So often I don’t know how to start writing. Especially on happy mornings like the one I’m living right now. The girls don’t have school and I laughed when Chris tried to wake us all up. I loved his befuddlement, the way he called out, “Are you up yet?”
Even though we’ve been talking about this long block of hours (5 days!) we have off from school, it didn’t seep fully into his brain. While I poured coffee, I asked if all of us staying up late didn’t clue him in. Yes, he thought it weird, but not weird enough not to flash the hall lights on in hopes of rousing KK and Annie out of bed.
How to write of such simple joys when yesterday small griefs called to me again and again? Why did the past peck at me then? Every old grief felt like a paper-cut on my slowly leaking but still beating heart. I typed to a friend. “My heart actually hurts today.”
At dinner Chris read my horoscope to see if the cause could be attributed to star alignment. Yes! My day was a 4! No wonder I found myself telling my husband about pictures of high school friends vacationing together celebrating 35 years of friendship.
“Why am I not celebrating 35 years of friendship?” I asked.
“Why do they need to post it on Facebook?” asked Chris.
Why do I need to keep looking at Facebook on days that I know I shouldn’t be on Facebook? I wish I had replied with this Rumi quote to him, “If you are irritated by every rub, how will your mirror be polished?”
Yesterday I was irritated by every rub but by bedtime my mirror felt newly polished. It was fine and good to fall down the Fear of Missing Out (FOMO!) rabbit hole as darkness played at the edges of our living room. We talked of how I’ve always dreamed of belonging to some larger friendship group, to post those pictures on my Facebook wall. To write on my blog, “I spent the weekend with my oldest friends. We learned to crawl together and on the shores of Lake Tahoe we talked about our teens!”
Although I dream the dream of a sorority of sisters that I call on from every past decade of my life, the truth is something I actually have to dig for. My husband points out I’ve worked hard to find like-minded people to call my friends. I agree that I have and I’ve learned I love quiet nights out or in with one or two or five friends. Sometimes I love to dance at a large party, but really, I don’t love this very often.
I point out how often I’ve been wrong about friendships, though. How they’ve dissolved before my eyes, never for lack of trying to make circles out of squares. How the idea of friendships running their course always breaks my heart in two. And Chris is there to help me make that list of all the people I call friend as I try to put two pieces of heart back together again in one flawed, paper-cut-ridden heart.

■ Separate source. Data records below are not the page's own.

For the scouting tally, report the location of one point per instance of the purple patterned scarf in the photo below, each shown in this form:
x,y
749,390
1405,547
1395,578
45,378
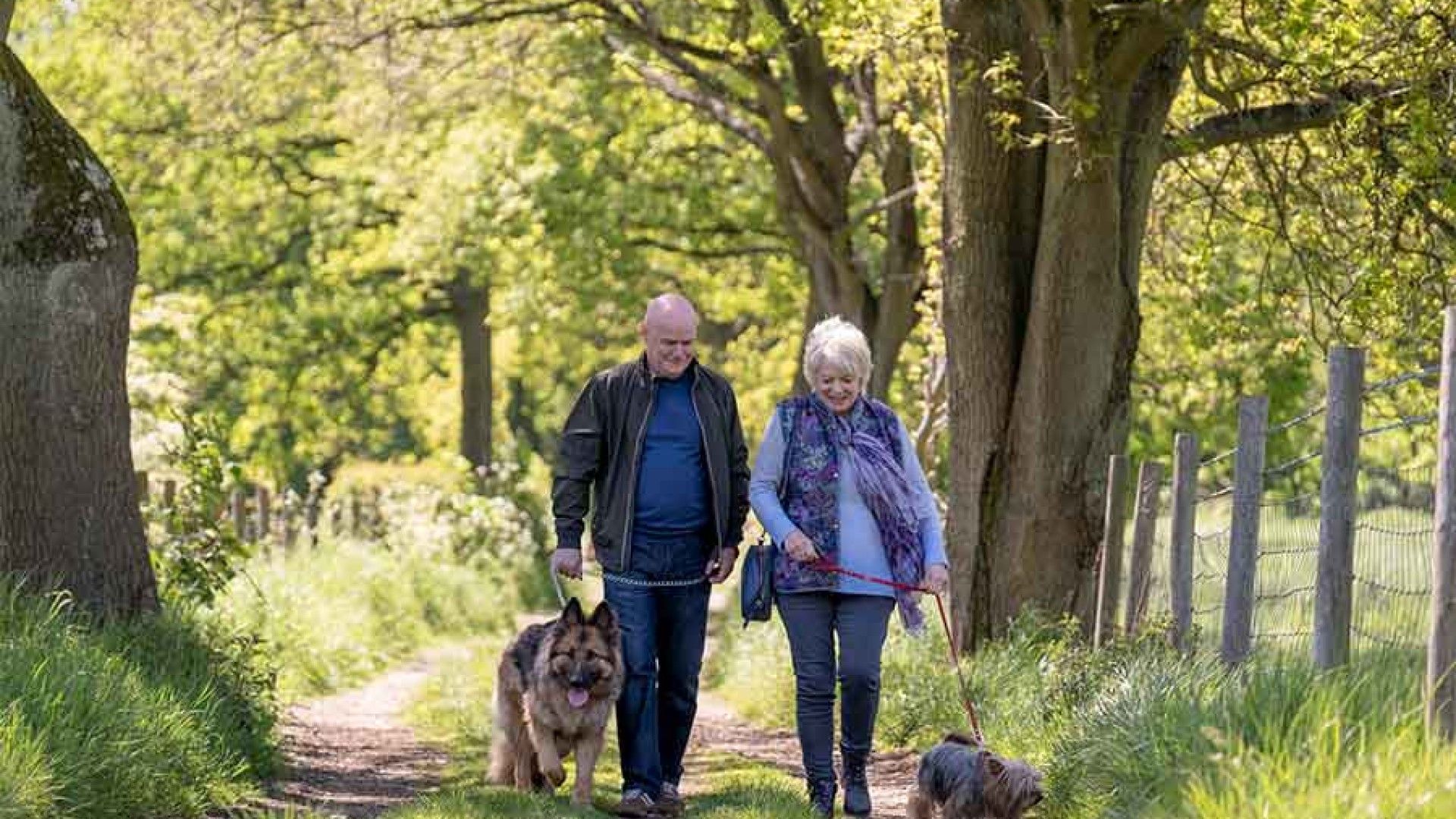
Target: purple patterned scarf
x,y
873,449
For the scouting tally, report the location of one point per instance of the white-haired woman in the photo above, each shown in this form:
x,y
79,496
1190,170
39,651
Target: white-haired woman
x,y
837,483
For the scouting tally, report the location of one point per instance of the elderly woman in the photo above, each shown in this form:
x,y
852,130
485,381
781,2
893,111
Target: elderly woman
x,y
837,483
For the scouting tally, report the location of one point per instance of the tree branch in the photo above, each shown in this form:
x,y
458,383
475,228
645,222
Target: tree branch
x,y
708,253
1267,121
492,12
702,99
1139,42
677,52
884,205
867,120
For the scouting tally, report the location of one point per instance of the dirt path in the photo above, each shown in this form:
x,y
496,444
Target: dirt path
x,y
720,729
351,755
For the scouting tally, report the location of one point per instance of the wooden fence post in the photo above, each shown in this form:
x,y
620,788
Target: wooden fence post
x,y
1340,465
1145,525
1185,506
1440,656
1244,529
1110,567
240,515
264,513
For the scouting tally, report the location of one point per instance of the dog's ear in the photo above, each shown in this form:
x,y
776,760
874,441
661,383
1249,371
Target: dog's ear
x,y
603,617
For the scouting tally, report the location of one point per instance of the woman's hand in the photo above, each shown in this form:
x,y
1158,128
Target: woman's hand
x,y
801,547
938,579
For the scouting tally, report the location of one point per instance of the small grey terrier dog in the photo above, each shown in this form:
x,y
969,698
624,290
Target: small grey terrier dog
x,y
965,781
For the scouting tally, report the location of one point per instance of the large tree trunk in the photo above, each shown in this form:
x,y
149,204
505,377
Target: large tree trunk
x,y
1041,333
69,513
992,212
471,309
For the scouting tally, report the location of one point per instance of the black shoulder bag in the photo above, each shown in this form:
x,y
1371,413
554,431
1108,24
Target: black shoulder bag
x,y
756,583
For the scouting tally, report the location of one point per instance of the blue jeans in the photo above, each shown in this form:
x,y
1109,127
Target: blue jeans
x,y
813,620
663,632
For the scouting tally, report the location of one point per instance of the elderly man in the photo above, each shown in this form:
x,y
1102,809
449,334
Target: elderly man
x,y
655,447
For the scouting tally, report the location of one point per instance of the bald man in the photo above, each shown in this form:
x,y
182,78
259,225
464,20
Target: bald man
x,y
655,449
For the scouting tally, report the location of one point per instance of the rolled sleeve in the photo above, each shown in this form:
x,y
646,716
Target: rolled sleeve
x,y
929,516
764,485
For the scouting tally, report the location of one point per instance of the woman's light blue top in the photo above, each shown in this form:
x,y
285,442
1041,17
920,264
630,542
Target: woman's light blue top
x,y
859,545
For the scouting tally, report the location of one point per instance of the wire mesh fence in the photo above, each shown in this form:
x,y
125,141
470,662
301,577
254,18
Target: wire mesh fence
x,y
1392,528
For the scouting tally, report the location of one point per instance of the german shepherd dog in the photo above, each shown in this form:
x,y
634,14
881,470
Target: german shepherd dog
x,y
555,689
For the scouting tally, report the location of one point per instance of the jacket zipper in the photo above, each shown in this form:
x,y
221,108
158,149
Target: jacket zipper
x,y
637,461
708,463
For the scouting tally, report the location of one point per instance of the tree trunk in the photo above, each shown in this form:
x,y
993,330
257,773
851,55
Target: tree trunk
x,y
1041,333
69,513
992,209
471,309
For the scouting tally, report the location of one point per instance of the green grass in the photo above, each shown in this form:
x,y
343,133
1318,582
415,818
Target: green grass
x,y
153,719
1139,730
437,564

Good lorsh, this is why I’m a list maker. As soon as Chris asks me to note all the people who love me that I love back, the bleeding starts to coagulate. And finally I’m noticing how the lamps make circles of light on the now dark walls. Oh, I am home and the house is warm and this man I married carries thread in his pocket to help me stitch myself together again.
Today feels lovely not only because the girls are home from school but because yesterday I dissolved into my red, red heart and really let myself take a good look around.
2 thoughts on “My Bleeding Heart, Examined”
This resonates with me. I’ve let some friendships go over disappointments and the feeling like I was giving more than they were. I was left out of some group celebrations of 40th birthdays this year. I spent mine with Rob, someone who brings me more joy than I would have felt, at this stage in my life, to be included in those events.
I think of several women whose careers I envy, and I realize none of them are in stable relationships. While you might have FOMO over what other people post on FB, they might be envious of something you have too.
Thank you for commenting! And yes, I’m right in that boat with you, lucky my husband is there when I have that FOMO-feeling.